You can obtain formally the result by applying the substitution, like in the previous examples of the note that you have cited.
Since:
2 ≡ λsz.s(s(z))
we first substitute the second instance of it in (λz.2(2z)) (changing the variable names to avoid capture of free variables):
(λz.2((λxy.x(x(y)))z))
which becomes equal to (substituting x with z):
(λz.2(λy.z(z(y))))
then we apply again the definition of 2 (with a new renaming of the variables):
(λz.((λwu.w(w(u)))(λy.z(z(y))))))
which becomes equal to (substituting w with λy.z(z(y))):
(λz.(λu.(((λy.z(z(y)))((λy.z(z(y)))u)))))
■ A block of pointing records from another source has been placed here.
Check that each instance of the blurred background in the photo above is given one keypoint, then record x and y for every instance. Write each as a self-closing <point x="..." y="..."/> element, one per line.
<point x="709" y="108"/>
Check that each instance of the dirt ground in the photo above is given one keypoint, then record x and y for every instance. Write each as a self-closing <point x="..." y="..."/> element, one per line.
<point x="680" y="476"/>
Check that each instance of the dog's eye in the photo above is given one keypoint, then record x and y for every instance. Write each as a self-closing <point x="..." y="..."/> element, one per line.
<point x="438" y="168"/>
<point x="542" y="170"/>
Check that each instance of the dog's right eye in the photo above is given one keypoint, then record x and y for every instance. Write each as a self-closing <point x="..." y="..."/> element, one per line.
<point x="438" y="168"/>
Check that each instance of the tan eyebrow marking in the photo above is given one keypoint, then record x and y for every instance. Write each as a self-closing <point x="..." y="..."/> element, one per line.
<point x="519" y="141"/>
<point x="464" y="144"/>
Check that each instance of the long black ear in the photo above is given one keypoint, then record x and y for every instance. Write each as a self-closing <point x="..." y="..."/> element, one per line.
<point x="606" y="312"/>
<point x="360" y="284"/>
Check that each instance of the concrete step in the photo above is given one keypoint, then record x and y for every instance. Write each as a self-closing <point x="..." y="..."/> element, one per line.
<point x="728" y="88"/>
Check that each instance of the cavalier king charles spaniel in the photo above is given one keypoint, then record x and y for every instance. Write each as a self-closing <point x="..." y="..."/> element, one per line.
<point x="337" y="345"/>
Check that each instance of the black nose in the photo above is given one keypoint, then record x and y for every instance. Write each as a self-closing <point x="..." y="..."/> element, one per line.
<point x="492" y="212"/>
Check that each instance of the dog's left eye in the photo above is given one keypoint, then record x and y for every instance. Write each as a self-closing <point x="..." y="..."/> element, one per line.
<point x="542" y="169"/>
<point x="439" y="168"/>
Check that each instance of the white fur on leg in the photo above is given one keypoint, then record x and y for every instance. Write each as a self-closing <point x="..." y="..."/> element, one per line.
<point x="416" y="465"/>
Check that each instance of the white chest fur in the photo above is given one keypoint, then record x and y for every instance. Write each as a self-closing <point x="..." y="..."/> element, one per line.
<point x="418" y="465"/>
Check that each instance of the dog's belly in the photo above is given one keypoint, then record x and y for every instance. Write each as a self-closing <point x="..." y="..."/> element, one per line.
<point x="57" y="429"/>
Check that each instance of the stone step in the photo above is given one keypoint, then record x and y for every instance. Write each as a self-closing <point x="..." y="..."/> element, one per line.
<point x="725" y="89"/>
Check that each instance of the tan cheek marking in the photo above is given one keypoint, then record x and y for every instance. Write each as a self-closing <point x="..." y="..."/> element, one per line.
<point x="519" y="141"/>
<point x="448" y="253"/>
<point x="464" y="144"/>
now we can repeat the substitution in the rigthmost lambda, substituting y with u:
(λz.(λu.((λy.z(z(y)))(z(z(u))))))
and finally we can apply the last substitution, replacing y with z(z(u):
(λz.(λu.z(z(z(z(u))))))
which is 4.
As final remark, note that one could be convinced by the correctness of the definition by considering that a number n is a function with two arguments that applies the first argument n times to the second one. So, (λz.2(2z)), is the function that applies two times the function 2z, which is the function that applies two times z, so that the result is the function that applies four times z to its argument.